A recent State Street survey of 358 global institutional investors – 82% of whom were from pension funds – concluded that passive investment in fixed income securities may be approaching an “inflection point.” In the survey, 66% of people around the world said they would prioritize using indexation for broad or liquid core fixed income exposures over the next three years.

“The reason you want more indexing allocation is for all the reasons indexing makes sense: liquidity, you can easily enter and exit markets and decide what exposures you want,” said Gaurav Mallik, Chief State Street Portfolio Strategist. Institutional investor.

Sixty-three percent of those surveyed said they would also use passive approaches to less liquid and non-core fixed income exposures over the next three years. Mallik attributed this trend to the liquidity benefits of indexing, as well as some general disappointment with the returns of managers active in more complex fixed income segments, such as high yield strategies and emerging market debt. .

In fact, 44% of investors surveyed said their institutions plan to increase their allocations to high yield index strategies, while 36% said the same about emerging market debt strategies. Respondents cited lower costs and improved efficiency, the desire to maximize the impact of asset allocation decisions, the increasing difficulty of adding alpha through active management and liquidity and transparency improved prices as the main drivers of increased indexation of fixed income securities.
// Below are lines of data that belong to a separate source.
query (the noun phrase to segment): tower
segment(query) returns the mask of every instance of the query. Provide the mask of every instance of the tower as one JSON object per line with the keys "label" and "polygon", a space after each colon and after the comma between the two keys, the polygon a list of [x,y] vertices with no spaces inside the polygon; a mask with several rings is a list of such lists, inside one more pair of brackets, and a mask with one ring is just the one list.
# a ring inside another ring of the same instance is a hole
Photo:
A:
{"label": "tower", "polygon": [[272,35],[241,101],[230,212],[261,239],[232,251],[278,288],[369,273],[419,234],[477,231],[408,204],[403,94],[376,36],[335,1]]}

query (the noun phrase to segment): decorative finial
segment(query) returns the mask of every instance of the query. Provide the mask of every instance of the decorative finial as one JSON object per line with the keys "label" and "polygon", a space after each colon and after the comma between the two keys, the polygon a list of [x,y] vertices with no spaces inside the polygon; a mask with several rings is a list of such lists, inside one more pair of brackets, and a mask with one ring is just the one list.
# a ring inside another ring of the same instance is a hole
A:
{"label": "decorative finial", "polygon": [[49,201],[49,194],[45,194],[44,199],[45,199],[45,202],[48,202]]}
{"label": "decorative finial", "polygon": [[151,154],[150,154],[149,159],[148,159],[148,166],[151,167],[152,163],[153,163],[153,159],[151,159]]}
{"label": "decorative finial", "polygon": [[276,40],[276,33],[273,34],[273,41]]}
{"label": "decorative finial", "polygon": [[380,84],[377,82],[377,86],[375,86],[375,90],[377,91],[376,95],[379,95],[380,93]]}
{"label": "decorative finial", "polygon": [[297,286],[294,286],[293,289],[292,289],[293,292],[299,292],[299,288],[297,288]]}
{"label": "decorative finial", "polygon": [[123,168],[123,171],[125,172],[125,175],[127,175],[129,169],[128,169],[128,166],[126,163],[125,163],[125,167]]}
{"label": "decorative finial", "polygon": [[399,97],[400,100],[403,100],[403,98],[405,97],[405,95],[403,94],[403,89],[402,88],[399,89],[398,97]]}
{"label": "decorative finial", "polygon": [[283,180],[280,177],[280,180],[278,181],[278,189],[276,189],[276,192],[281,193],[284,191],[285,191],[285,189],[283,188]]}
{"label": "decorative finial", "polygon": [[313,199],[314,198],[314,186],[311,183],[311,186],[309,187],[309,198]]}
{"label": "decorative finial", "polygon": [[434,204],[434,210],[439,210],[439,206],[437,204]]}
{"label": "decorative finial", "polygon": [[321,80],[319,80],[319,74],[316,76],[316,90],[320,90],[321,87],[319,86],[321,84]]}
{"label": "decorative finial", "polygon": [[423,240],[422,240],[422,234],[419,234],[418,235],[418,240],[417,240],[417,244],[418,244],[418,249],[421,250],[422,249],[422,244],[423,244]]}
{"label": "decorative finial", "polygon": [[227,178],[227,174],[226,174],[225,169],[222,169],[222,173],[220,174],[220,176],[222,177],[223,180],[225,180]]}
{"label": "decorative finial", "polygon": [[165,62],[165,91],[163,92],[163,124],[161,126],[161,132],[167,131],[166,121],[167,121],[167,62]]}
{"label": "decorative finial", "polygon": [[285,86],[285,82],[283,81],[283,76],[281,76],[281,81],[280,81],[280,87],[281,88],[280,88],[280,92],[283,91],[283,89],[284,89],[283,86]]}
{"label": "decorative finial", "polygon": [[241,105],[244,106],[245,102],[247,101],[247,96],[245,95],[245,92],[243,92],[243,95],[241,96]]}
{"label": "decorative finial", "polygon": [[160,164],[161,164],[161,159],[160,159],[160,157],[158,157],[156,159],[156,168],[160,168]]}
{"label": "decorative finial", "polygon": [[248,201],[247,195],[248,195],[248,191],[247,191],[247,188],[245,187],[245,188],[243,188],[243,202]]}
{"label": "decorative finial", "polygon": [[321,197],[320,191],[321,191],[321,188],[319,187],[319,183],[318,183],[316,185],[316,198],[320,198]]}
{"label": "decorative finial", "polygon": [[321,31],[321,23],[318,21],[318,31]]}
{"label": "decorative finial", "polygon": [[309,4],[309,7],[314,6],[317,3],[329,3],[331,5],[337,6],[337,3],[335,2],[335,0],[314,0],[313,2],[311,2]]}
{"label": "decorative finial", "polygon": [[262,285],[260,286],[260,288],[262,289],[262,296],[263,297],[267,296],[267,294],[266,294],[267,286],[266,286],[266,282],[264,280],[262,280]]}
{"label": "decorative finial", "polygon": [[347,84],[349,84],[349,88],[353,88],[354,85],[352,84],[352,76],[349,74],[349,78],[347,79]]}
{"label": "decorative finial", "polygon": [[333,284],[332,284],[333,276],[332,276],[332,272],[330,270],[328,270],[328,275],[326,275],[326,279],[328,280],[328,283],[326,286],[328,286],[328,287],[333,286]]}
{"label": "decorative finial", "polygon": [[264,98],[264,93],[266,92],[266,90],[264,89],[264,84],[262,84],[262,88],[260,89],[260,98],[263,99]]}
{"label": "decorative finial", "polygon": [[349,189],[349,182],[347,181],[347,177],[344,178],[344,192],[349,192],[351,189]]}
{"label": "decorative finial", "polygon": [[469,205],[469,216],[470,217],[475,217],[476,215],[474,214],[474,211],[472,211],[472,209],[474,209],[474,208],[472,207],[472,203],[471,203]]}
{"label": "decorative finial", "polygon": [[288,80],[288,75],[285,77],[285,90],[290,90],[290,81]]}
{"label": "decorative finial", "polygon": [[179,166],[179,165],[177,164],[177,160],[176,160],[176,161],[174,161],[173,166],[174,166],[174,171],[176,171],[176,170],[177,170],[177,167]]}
For institutional investors looking for additional liquidity, ETFs seemed like an obvious option for low-cost, liquid exposure. The onset of the Covid-19 pandemic in March 2020 has placed many investors in a “liquidity crisis,” which Malik says has prompted investors to seek more transparent and liquid strategies.

According to the survey, 71% of investors have a “strong” or “very strong” appetite for increased use of ETFs for core fixed income strategies. For non-essential strategies, this figure was 48%.

James Clarke, managing director of credit firm Blue Owl Capital, said the survey results are largely in line with his institutional clients’ recent approach to fixed income. Specifically, Clark said he believes the percentage of core and non-indexing fixed income exposures will increase in the future. But, Clarke said he has noticed a trend over the past five to seven years in which more sophisticated institutions are shifting from passive asset classes and index exposure to more inefficient markets.

“Investors are leaving markets where the ability to generate excess returns is more difficult because you have so many participants and your returns are very much tied to market beta,” Clarke said. “And then they go to active and inefficient asset classes, like private assets, where you may not have the same capabilities, but also where there is less competition and where the opportunities for disproportionate returns are higher. ”

From Mallik’s perspective, institutions are looking for a healthy mix of indexing and active asset management: “At one point most people would say all assets were going to active managers and cavities like the high yield debt and emerging markets. Now, more and more investors are saying we want to get a mix between indexing and assets at all levels. ”

In general, institutional survey respondents expressed a lack of satisfaction with their entities’ current bond strategies: less than half of survey respondents said they were “somewhat satisfied” or “extremely satisfied” of the performance of their actively managed strategies, indicating a general appetite for change.